With the rapid growth of industrial manufacturing, there needs to be a solution for training the next generation. Today I will share how automation teams can use interactive simulations to build real troubleshooting capability, not just complete training.

Article Written By
Paul Godines

 

The Next Generation of Automaiton Training Solutions 

Most automation teams don’t have a knowledge problem.
They have a performance problem.

They know the components.
They’ve seen the systems.
But when something goes down…

That’s where the gap shows up.

I’ve been thinking a lot about how we actually develop engineers and technicians in this space.

Not courses.
Not videos.
Not shadowing someone for 6 months.

Real hands-on decision making.

That’s where Interactive Simulation Training (IST) fits.

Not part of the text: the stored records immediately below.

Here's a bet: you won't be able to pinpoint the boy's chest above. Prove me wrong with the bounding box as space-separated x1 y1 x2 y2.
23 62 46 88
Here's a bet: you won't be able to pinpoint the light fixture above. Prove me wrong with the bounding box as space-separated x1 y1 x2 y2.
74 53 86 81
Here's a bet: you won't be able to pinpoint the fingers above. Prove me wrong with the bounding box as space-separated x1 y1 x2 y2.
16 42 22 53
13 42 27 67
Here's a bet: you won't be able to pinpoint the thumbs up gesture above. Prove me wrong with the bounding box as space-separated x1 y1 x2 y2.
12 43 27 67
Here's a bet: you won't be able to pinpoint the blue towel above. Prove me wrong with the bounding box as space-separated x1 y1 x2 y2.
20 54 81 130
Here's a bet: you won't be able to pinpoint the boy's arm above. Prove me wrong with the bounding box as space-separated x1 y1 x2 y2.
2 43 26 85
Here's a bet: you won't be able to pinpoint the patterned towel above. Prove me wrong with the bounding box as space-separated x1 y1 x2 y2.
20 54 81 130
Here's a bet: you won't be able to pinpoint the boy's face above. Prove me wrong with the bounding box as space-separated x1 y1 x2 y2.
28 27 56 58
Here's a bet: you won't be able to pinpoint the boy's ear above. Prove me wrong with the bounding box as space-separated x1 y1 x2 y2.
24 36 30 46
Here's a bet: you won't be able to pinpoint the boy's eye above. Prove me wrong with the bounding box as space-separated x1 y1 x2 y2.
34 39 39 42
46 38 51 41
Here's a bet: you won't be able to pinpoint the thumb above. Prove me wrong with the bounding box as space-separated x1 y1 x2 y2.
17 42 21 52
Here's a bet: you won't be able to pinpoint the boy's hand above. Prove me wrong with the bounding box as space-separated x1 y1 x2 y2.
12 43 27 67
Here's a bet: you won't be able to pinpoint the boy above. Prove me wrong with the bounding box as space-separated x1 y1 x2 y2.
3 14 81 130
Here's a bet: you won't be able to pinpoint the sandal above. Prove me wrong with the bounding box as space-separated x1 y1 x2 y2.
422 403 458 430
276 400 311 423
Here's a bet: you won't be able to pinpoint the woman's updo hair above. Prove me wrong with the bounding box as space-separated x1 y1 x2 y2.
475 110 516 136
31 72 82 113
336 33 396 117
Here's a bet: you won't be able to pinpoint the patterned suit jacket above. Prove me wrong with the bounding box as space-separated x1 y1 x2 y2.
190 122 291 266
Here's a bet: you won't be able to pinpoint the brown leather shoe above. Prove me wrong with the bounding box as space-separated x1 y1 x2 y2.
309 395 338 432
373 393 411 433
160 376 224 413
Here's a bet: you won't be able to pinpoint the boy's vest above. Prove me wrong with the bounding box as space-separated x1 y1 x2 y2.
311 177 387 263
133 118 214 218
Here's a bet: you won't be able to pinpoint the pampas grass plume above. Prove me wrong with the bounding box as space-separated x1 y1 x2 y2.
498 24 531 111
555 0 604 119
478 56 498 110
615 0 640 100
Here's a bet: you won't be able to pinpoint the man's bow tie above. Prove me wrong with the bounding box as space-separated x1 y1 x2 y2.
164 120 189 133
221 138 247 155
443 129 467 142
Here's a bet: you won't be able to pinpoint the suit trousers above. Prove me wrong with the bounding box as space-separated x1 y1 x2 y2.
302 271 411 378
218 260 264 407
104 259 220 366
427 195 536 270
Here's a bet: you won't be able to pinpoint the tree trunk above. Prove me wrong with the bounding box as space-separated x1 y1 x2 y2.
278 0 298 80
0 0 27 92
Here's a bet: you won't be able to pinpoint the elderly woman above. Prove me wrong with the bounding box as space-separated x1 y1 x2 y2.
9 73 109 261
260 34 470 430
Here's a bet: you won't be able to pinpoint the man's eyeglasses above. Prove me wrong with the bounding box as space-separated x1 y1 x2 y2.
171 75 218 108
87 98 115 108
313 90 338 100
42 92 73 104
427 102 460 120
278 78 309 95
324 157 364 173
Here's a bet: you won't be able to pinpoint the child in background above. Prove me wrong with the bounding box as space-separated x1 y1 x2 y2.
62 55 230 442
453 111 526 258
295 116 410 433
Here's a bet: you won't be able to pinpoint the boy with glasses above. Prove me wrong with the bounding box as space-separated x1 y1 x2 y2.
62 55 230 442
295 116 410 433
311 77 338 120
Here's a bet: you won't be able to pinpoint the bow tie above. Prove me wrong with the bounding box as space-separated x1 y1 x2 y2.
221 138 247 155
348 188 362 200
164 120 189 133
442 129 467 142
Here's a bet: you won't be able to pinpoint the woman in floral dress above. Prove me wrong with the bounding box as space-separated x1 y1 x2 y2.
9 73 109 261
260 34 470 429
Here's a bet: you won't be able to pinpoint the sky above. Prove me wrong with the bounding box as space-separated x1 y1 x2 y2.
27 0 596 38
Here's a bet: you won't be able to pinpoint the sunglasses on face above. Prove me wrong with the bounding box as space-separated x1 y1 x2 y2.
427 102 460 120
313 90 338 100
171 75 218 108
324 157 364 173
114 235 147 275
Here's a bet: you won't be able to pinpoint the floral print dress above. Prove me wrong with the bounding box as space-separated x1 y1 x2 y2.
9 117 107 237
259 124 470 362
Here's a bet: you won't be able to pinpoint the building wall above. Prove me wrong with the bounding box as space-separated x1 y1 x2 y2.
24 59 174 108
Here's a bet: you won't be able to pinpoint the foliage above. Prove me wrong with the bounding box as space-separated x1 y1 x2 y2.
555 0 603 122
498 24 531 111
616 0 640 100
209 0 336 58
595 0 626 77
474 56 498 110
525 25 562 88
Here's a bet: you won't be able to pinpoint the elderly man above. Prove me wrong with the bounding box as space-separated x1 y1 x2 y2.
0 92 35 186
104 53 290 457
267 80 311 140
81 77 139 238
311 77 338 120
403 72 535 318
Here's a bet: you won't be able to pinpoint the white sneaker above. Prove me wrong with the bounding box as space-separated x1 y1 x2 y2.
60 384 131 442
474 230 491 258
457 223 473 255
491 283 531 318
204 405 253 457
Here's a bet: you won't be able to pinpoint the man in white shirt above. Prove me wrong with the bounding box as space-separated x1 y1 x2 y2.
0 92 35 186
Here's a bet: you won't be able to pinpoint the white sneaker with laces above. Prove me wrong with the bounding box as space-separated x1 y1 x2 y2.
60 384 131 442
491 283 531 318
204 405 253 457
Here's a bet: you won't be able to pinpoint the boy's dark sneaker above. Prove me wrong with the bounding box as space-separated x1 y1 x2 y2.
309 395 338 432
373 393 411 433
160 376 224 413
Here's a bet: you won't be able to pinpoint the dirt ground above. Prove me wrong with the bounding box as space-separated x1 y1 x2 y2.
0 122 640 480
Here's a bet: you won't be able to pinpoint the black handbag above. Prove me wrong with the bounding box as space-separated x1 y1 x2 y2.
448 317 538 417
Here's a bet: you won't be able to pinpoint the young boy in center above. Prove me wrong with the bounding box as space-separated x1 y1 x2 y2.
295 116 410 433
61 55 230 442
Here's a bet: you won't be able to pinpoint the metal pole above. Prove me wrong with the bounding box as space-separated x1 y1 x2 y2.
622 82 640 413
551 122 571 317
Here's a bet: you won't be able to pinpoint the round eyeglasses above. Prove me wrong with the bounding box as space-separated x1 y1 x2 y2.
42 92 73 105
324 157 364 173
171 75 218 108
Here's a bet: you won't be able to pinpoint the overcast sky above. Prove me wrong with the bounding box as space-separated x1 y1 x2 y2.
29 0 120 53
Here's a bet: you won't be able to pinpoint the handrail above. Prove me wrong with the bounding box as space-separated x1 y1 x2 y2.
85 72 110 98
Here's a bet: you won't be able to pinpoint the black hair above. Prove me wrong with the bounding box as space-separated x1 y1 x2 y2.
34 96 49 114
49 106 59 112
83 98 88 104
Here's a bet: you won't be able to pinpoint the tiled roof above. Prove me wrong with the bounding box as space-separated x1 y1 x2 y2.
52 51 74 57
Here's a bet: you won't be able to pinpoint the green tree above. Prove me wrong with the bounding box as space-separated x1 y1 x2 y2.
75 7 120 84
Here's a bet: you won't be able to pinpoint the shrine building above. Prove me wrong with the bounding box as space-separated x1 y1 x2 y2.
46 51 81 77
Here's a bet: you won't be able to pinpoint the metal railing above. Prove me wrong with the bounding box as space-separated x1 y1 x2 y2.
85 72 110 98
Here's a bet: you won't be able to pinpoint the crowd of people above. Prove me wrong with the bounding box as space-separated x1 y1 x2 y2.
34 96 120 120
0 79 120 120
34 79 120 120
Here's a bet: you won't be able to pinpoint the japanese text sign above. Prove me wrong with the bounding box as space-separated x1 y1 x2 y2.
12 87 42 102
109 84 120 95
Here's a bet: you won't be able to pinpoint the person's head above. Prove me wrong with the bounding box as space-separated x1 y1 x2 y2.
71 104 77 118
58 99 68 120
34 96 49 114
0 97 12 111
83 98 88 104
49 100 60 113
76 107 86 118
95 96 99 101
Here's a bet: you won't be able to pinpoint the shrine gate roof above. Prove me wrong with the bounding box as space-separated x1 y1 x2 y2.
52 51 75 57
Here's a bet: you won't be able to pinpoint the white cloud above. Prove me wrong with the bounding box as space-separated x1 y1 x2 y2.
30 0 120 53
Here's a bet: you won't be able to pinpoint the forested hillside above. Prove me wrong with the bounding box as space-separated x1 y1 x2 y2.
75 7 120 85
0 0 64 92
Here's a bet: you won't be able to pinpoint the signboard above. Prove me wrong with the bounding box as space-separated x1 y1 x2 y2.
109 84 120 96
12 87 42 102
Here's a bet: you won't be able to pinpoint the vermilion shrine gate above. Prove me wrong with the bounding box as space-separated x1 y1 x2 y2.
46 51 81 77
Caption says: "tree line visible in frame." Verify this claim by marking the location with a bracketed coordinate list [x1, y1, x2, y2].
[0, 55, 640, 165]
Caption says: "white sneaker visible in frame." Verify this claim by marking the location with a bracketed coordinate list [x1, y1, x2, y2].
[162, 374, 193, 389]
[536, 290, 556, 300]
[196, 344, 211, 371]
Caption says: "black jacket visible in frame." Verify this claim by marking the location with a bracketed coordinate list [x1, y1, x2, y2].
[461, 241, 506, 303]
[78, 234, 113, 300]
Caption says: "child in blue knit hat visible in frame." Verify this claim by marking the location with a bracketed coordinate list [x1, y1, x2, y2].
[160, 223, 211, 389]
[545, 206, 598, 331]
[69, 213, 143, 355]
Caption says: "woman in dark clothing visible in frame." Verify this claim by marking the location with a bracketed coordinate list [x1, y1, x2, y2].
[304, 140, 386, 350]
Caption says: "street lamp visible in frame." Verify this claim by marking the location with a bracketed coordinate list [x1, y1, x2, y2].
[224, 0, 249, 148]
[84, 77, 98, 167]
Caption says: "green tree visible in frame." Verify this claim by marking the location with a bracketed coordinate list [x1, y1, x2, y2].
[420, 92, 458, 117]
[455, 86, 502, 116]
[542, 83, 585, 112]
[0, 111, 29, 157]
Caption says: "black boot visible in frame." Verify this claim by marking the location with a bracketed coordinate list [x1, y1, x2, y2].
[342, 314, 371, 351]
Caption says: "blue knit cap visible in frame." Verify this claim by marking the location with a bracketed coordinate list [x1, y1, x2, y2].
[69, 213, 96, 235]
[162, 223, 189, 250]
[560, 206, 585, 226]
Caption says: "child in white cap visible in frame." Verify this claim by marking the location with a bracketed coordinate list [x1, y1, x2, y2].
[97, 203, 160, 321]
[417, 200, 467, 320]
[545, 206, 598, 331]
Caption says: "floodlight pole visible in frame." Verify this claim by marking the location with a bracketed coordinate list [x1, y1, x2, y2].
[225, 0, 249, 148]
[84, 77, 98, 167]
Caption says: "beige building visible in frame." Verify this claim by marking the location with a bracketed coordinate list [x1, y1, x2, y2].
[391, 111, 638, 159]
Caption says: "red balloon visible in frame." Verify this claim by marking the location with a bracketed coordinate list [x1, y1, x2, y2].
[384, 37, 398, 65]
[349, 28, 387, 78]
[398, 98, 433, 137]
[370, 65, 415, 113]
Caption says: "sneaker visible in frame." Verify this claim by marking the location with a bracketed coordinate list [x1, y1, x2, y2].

Here’s how I see it being used across real teams:

1. Tech Drills (Skill Conditioning)
Short, repeatable exercises.

Trace an input.
Find a fault.
Navigate logic.

Not to “learn”…
but to build instinct.

2. Device-Level Training (System Familiarization)
Not just “this is a sensor” or “this is a drive”

But:

How it behaves in a system
How it fails
How it impacts everything around it

3. Troubleshooting (Decision Training)
This is the big one.

Intermittent faults
Conflicting signals
Misleading symptoms

You’re not memorizing steps.
You’re learning how to think.

4. Scenario-Based Learning (Real-World Simulation)
Full system situations:

Conveyors
I/O
Networks
Logic

You step into a problem that looks like the real world…
because it is.

5. Certifications (Performance Validation)
Not “they completed the course”

But:

Can they solve the problem?
How fast?
What path did they take?

Now you’re measuring capability, not attendance.

The real shift is this:

We shouldn’t be asking
“Did they take the training?”

We should be asking:

Can they perform when it matters?

That’s the gap I’m focused on solving.

No hardware
No software installs
No travel

Just real systems, real problems, and real decision making
accessible from anywhere

Curious how others are handling this today.

How are you developing real troubleshooting capability on your teams?